Lexoffice - Rückerstattung buchen?

Guten Morgen,

unter welcher Kategorie buche ich eine Rückerstattung bei LexOffice?

Bsp.: Ich kaufe etwas, mir gefält es nicht, ich sende es zurück und bekomme den Betrag erstattet.

Zur zweiten Frage,

bei einiges Ausgaben habe ich keine Rechnung, zB. beim Kauf einer Briefmarke für die Warensendung (1,90€), wie Buche ich das ohne Rechnung?

50 Aufrufe und keine kann helfen?

Dann sieh dir doch einmal die Möglichkeiten genauer an - es gibt die Einnahme-Minderung und die Ausgaben-Minderung, wenn du unter Belege erfassen gehst.
Ausserdem hast du die Rechnungskorrektur zur Auswahl.
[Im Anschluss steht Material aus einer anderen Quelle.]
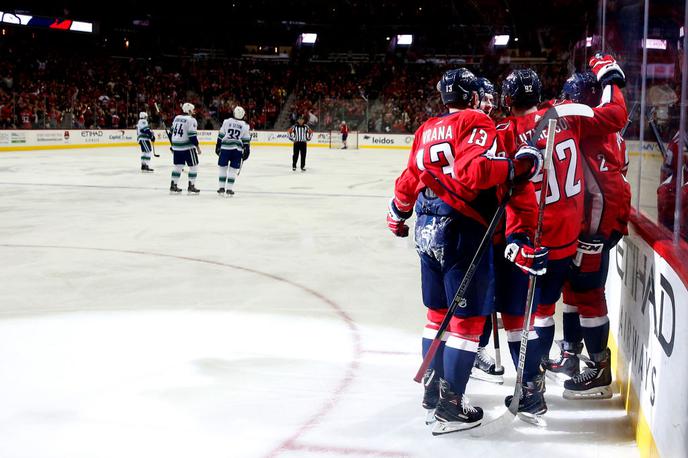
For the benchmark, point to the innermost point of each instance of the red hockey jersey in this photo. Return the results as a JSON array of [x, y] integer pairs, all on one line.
[[456, 157], [564, 205]]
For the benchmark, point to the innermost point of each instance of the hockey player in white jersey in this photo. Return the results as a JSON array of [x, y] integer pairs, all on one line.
[[145, 138], [233, 147], [185, 148]]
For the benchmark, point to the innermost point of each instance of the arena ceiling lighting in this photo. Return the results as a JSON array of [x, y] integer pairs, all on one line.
[[655, 43], [501, 40], [309, 38], [45, 22], [404, 40]]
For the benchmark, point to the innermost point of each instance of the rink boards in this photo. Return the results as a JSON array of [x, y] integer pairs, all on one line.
[[31, 140], [648, 310], [647, 297]]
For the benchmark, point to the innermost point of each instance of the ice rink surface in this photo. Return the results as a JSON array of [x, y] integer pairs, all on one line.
[[284, 321]]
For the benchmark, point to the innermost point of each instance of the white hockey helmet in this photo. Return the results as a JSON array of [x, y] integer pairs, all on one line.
[[188, 108], [239, 112]]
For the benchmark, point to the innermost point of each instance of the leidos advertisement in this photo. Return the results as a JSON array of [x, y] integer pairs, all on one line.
[[648, 310]]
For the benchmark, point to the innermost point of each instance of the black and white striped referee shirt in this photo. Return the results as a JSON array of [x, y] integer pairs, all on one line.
[[300, 133]]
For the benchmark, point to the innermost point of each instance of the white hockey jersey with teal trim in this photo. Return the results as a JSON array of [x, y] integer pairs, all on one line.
[[143, 131], [184, 133], [234, 134]]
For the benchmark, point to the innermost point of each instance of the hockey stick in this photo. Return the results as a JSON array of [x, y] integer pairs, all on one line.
[[495, 337], [459, 300], [512, 411], [164, 126]]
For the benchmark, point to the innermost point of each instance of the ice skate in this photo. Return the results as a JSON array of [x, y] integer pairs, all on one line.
[[431, 395], [531, 405], [485, 368], [594, 382], [567, 365], [454, 412]]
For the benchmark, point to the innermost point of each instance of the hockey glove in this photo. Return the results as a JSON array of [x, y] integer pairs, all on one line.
[[527, 163], [589, 255], [396, 218], [520, 251], [606, 69]]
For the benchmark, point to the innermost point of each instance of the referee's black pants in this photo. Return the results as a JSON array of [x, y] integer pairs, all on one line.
[[299, 148]]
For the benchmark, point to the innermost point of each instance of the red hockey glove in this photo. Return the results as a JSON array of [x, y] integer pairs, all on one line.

du musst doch trotzdem einen Beleg haben, falls nicht dann mit Eigenbeleg. Das darf aber nicht Standard werden.

Hallo Shroom,

gerne kläre ich mal ein wenig auf.

Zum Thema Kategorie bei Rückerstattung:

Gekaufte Produkte sind als „Ausgabe“ zu kennzeichnen und die entsprechende „Art der Ausgabe“ bzw. Kategorie (Sachkonto) zu wählen. Möchtest du einen gekauften Artikel zurücksenden, ist dein Verkäufer verpflichtet dir eine Rechnungskorrektur bzw. Stornorechnung auszustellen. Bitte achte darauf, dass die Rechnungskorrektur zwingend auch einen Hinweis auf die ursprüngliche Rechnung beinhalten muss. Diese Rechnungskorrektur ist als „Ausgabenminderung“ (in Lexoffice: Ausg.-Minderung) zu kennzeichnen und entspricht der gleichen „Art der Ausgabe“ bzw. Kategorie wie die Ursprungsrechnung.
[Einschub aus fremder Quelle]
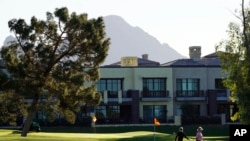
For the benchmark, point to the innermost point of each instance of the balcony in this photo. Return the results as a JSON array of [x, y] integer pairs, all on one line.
[[190, 95], [116, 96], [222, 95], [155, 96]]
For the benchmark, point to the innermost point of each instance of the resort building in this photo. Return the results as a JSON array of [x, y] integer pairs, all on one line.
[[135, 90]]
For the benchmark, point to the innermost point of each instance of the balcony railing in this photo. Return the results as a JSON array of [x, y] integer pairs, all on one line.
[[190, 95], [116, 96], [155, 95]]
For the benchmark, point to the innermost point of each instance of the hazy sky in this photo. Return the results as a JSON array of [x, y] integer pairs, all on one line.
[[179, 23]]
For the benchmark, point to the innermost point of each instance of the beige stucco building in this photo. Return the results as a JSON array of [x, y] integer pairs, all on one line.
[[135, 90]]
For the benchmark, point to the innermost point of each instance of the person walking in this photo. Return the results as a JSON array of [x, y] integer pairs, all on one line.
[[180, 135], [199, 135]]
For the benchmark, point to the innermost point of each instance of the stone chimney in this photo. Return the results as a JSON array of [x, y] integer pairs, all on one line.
[[195, 53], [145, 56], [129, 61]]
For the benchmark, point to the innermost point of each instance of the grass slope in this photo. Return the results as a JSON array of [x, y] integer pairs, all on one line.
[[140, 133]]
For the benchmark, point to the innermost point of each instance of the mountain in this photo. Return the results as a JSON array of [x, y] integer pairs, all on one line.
[[127, 40]]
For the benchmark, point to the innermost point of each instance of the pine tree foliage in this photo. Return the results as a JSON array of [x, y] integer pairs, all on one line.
[[234, 54], [52, 66]]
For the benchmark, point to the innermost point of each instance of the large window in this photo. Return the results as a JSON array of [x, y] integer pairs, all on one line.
[[219, 84], [154, 87], [154, 84], [188, 87], [109, 112], [154, 111], [110, 85]]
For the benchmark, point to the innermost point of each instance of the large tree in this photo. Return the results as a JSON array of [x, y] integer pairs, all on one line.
[[52, 66], [234, 54]]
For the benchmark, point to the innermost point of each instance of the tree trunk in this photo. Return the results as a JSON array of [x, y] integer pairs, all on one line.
[[31, 114], [27, 124]]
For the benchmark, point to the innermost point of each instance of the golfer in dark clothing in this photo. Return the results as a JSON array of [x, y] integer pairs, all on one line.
[[180, 135]]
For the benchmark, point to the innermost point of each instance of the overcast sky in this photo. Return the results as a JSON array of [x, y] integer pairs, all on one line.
[[179, 23]]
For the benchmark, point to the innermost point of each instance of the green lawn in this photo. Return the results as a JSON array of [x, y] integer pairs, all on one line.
[[128, 133]]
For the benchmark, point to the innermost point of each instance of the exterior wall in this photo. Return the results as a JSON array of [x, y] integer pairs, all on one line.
[[207, 78], [133, 77]]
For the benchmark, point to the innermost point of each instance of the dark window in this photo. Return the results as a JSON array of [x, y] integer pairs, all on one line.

Zum Thema Ausgabe ohne Rechnung:

Für Ausgaben/ Aufwendungen besteht grundsätzlich eine Belegpflicht und Beweispflicht der Ausgabe gegenüber dem Finanzamt. Existiert kein Beleg in Form von Rechnung oder Quittung kann das Finanzamt die Ausgabe auch aberkennen (ausgenommen Pauschalen), zudem ist ein Abzug der Vorsteuer nicht mehr möglich. Ist bei Kleinstbeträgen, wie z.B. beim Porto die Herausgabe eines Beleges nicht erfolgt, kann ein Eigenbeleg erstellt werden. Hierbei ist jedoch ein weiterer Nachweis, z.B. in Form einer Kopie der Briefmarke oder Kontoauszug sinnvoll um späteren Diskussionsbedarf zu vermeiden. Erneut dazu der Hinweis, dass bei Eigenbelegen, wie z.B. bei einem Vorsteuer berechtigten Parkticket ein Abzug der Vorsteuer nicht erlaubt ist, da die formalen Voraussetzungen nicht gegeben sind.